The Beaux-Arts – A Walking Tour

This walking tour does not run past the Pantheon , but it is a fantastic tour. Rue Visconti leads to Rue Bonaparte, in which turn right. At no 14, on your left a little way down, is the entrance to the Ecole des Beaux-Arts, establishes from 1820 in what was left of the 17th-century Couvent des-Augustins and the 18th-century Hotel Chimay, with new buildings being added during the 19th-century.

If there is an exhibition on, go in (there is no access to the building otherwise); the chapel, built 1617-19 by Philibert Delorme Pantheon in Paris(c1510-1570), is a masterpiece of Classical architecture, showing one of the first appearances of the three Classical orders.

Among the many illustrious people who have lived in Rue des Beaux-Arts, opposite the school, have been Charles de Montalembert (1810-1870) at no 3, Gerard de Nerval (1808-1855) at no 5 and Oscar Wilde (1854-1900), who died at no 13, then the Hotel d; Alsace; Jorge Luis Borges (1899-1986) liked to stay at the hotel during his Parisian sojourn. Retrace your steps to Rue Bonaparte and keep going until you reach Place St-Germain-des-Pres; turn right into Rue Guillaume-Apollinaire and right again into Rue St-Benoit, where you will find some pleasant, lively restaurants.

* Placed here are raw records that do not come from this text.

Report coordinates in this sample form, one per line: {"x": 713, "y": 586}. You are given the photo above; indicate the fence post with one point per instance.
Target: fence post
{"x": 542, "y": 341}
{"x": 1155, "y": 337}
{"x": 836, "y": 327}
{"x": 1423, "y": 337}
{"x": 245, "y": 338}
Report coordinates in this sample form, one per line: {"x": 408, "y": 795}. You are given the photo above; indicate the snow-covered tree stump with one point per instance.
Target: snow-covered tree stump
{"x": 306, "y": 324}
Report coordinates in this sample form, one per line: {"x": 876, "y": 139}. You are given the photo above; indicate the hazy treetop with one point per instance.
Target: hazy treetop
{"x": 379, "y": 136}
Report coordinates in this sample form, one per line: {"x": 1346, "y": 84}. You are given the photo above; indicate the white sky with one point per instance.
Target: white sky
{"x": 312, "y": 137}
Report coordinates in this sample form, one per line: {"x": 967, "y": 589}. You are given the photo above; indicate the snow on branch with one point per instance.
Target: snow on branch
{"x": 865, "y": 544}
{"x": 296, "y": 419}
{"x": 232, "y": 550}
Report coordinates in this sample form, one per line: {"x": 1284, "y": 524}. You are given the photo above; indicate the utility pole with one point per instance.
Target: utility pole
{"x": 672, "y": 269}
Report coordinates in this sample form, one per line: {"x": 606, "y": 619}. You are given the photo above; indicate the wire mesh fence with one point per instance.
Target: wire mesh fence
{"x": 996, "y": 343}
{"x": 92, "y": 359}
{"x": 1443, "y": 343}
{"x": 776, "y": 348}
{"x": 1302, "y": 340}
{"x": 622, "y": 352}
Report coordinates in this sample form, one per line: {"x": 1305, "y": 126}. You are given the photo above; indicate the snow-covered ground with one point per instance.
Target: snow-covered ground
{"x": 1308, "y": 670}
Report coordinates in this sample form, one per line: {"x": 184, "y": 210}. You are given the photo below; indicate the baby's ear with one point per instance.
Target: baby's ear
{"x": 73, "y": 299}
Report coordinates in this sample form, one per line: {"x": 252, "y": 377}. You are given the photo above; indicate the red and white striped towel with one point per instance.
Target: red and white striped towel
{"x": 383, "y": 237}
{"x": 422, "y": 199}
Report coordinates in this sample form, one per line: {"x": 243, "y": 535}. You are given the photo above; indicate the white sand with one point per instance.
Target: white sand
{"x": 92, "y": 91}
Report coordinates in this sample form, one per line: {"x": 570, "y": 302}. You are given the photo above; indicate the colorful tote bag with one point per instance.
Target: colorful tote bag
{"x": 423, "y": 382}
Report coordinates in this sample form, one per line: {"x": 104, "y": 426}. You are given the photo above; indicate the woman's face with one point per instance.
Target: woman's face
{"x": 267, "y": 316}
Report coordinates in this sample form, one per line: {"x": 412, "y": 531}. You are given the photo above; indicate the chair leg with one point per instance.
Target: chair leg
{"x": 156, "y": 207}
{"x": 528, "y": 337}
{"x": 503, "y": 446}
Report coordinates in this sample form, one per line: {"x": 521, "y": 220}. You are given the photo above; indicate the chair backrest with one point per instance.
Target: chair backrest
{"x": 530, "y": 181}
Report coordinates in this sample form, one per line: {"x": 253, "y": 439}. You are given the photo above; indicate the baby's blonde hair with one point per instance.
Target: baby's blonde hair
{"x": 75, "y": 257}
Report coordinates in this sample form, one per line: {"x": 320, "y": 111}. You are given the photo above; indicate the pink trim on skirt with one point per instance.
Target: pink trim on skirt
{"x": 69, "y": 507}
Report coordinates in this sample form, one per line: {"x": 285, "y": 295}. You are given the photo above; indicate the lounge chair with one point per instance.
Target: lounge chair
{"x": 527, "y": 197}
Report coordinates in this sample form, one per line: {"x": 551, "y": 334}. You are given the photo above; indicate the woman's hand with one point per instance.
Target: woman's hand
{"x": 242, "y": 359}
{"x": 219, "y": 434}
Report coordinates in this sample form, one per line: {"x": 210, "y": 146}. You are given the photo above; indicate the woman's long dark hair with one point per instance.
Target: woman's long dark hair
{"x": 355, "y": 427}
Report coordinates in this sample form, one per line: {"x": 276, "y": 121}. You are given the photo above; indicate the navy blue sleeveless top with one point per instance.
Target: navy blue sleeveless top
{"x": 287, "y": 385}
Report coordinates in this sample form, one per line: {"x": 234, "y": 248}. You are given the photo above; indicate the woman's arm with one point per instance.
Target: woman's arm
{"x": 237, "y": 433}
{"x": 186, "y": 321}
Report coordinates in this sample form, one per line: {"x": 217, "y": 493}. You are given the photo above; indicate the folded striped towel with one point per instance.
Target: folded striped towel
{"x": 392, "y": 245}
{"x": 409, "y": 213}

Turn left into Rue Jacob, where there are interesting hotels at nos 52 and 56. At the bottom, turn right into rue des Sts-Peres; before the Revolution Mme de Recamier (1777-1849) lived in the hotel at no 13. Then the first turning to the left, rue de Verneuil, effectively to leave St Germain-des-Pres for Faubourg St- Germain. This residential Paris street was developed in the 17th-century, like most of that Faubourg. At the first house on the left lived and died the singer Serge Gainsbourg (1928-1991), who came yo symbolize an entire generation in the 1960s-80s. The second street you pass, Rue de Beaune, is full of art galleries and antiques shops, and is worth a detour. Back on Rue de Verneuil, the last hotel on the left (no 36) was d’ Pantheon ’s house – Dumas’s hero as based on a real musketeer. At no 53 is the new Centre National des Lettres (with a good café), installed in part of the 18th-century Hotel d’ Avejean.

Continue along the street to Rue Poitiers, at the end. Facing you at no 12 is the 18th-century Hotel de Poulry, now the club for the old boys of the Ecole Politechnique. Turn right, then left at the bottom into Rue de Lille; on the other side is the southern wall of the old Orsay railway station, now the Musee d’ Orsay; or, to reach museum piazza and RER station Musee-d’Orsay; or, to reach metro solferino, continue along Rue de Lille and turn left up Rue de Solferino.

You can connect this walk with the Faubourg St-Germain walk, missing the first bit, which is on the other side of the river.